El recorrido puede hacerse en cualquiera de los dos sentidos, pero si el viajero puede elegir es mejor ir desde Uspallata hacia el valle: esto se debe a que, en este sentido se va “abriendo” el paisaje, revelando una nueva sorpresa después de cada curva. En el sentido inverso en cambio es necesario para de tanto en tanto para apreciar la belleza y las dimensiones del entorno.

Suponiendo entonces que Uspallata sea el punto de partida, se atravesará primero una zona minera, donde aún queda algo de asfalto en el pavimento. A continuación, ripio y más ripio: así se llega al Paso de Paramillos, con su cruz, a 3100 metros de altura. Cerca de aquí hay otro hito importante: se trata de un mirador (en una zona en la que se puede parar fácilmente el auto) donde asoma la punta del Aconcagua, la montaña más alta de las Américas, el coloso que domina la Cordillera de los Andes. Además de paisaje, aquí brilla la historia: en esta región dejaron su sello los jesuitas, como en tantas partes más de la Argentina, y la cruz es uno de los testimonios de su presencia, a partir del siglo XVIII, cuando promovieron el desarrollo de la actividad minera en Mendoza en busca de la extracción de oro y plata.

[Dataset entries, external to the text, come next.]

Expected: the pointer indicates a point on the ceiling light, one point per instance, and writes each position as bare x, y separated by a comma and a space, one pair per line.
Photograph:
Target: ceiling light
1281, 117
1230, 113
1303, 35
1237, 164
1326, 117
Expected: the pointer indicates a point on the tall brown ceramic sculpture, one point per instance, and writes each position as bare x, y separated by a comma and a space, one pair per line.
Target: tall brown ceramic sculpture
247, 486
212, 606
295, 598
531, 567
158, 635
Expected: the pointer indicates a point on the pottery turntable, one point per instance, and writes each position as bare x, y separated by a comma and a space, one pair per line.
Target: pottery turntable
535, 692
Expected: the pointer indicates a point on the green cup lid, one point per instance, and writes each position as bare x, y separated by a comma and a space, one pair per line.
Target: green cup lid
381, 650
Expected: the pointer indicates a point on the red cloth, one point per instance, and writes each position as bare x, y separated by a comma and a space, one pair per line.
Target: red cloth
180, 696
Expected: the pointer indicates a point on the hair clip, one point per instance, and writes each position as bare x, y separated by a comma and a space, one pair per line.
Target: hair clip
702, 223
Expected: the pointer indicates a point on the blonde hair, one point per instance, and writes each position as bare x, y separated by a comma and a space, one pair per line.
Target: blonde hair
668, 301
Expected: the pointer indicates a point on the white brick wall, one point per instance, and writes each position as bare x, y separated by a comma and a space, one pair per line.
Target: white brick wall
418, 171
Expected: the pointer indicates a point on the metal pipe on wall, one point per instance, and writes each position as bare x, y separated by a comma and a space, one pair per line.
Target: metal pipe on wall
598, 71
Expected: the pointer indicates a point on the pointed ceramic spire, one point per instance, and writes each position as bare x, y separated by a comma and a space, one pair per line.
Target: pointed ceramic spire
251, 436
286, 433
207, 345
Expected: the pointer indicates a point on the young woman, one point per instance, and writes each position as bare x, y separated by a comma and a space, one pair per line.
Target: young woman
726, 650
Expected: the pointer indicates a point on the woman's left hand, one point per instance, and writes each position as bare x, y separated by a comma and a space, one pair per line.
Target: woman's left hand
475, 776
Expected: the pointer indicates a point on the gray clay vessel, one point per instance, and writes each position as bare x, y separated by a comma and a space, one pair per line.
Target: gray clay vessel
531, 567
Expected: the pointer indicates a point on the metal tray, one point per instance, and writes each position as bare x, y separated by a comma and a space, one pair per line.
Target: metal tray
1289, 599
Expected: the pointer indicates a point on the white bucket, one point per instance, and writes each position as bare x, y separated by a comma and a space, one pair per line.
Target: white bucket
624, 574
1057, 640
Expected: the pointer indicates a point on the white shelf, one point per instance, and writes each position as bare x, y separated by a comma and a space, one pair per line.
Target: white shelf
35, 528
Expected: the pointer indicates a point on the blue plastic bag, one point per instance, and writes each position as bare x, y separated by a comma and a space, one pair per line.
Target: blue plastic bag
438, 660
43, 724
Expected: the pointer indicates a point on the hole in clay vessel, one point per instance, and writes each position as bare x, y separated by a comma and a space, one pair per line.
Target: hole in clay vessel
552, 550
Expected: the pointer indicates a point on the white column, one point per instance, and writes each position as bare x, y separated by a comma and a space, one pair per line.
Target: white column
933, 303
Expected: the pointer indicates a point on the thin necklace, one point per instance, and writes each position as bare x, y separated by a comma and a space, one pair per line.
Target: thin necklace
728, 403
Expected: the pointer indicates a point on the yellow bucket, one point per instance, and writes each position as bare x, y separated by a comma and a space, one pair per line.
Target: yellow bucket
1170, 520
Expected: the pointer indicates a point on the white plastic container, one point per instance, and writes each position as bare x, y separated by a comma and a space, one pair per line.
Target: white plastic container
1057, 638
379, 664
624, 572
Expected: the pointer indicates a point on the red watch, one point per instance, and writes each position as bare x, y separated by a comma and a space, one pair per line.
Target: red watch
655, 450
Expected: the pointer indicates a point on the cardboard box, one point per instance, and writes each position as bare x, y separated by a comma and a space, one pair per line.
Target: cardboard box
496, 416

Después de la expulsión de los jesuitas de las Américas, esta zona minera fue cambiando de manos y finalmente se transformó en un sitio de visita turística. Cerca de aquí hay un pueblo fantasma, donde vivían los huarpes usados como mano de obra en las minas; un hito que recuerda a un bandido rural convertido en una suerte de “Robin Hood”; y bosques petrificados que llamaron la atención del naturalista británico Charles Darwin cuando pasó por la región, en su largo periplo por Sudamérica durante el siglo XIX.

Rumbo al hotel

Otro de los encantos de esta zona, que forma parte de la Reserva Natural Villavicencio, es la presencia de numerosos guanacos y zorros que se avistan con facilidad en el camino. Y así, curva tras curva, se llega finalmente al famoso antiguo hotel termal que se inauguró en los años 40 como un establecimiento de lujo. Los guías del lugar explican su historia con profusión de detalles, y vale la pena conocerla: aunque está cerrado, y nunca estuvo realmente en funcionamiento pleno abierto al público, conserva su señorial encanto. Aquí mismo se puede ver un manantial de agua mineral que, tal como surge de la montaña, va a parar a la botella. Una canilla invita además a los viajeros a recargar sus propias botellitas. Luego solo quedará descubrir el parador donde se puede comer algo, y conocer un jardín botánico que informa sobre la fauna y flora de la zona.